Now it plans to introduce a product called Oracle E-Business Suite Special Edition into the SA market. Special Edition is the same as Oracle's E-Business Suite, but is configured for small and medium enterprises (SMEs). Els says Oracle SA is finalising prices for Special Edition and will soon appoint partners.
"We have learnt what SMEs require and we have taken our experience with our larger clients and packaged it in a way that is more cost effective to smaller organisations, but without taking away any of the functionality."
Special Edition will be available with different emphases. There will be a core financial management package as well as purchasing, manufacturing, services, and inventory and order management components. Oracle's partners will be able to customise Special Edition, within certain guidelines, to tailor it for specific industries. "Our solutions have become more tailored and affordable for their businesses," Els says.
PeopleSoft SA MD Mike Evans finds it ironic the midmarket is suddenly an area of such keen focus by big application vendors such as Oracle and SAP. JD Edwards, a company whose SA subsidiary Evans headed until the PeopleSoft acquisition, had always focused on the midtier.
"Through good luck and some good planning, we became the only major player in that marketplace," he says. "Now everyone believes this is where the market will grow. The top end of the market is SAPurated' and at the bottom end , no-one will make money except Microsoft with its stack-'em-high, sell-'em-cheap model."
Evans believes the corporate-focused vendors will struggle to gain even a toehold in the midmarket, simply because, in his view, there is a vast difference between the solutions required by big companies and those demanded by midmarket enterprises.

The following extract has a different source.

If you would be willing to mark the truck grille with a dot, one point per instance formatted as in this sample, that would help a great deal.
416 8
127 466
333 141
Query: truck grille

"Midmarket companies are not seeking enterprise application software," he says. "It's monolithic, it's overkill, it's inflexible, it's all the things that they can't afford."
He says larger companies don't need to be as responsive as their smaller rivals.
"The little guys have to bob and weave, especially midmarket manufacturing and distribution concerns. They don't want to change their business to work the way the software works, which is typically what big enterprise applications demand. You can't take a big application and dumb it down so that it fits into those businesses. The answer is to have something that meets their business requirements exactly."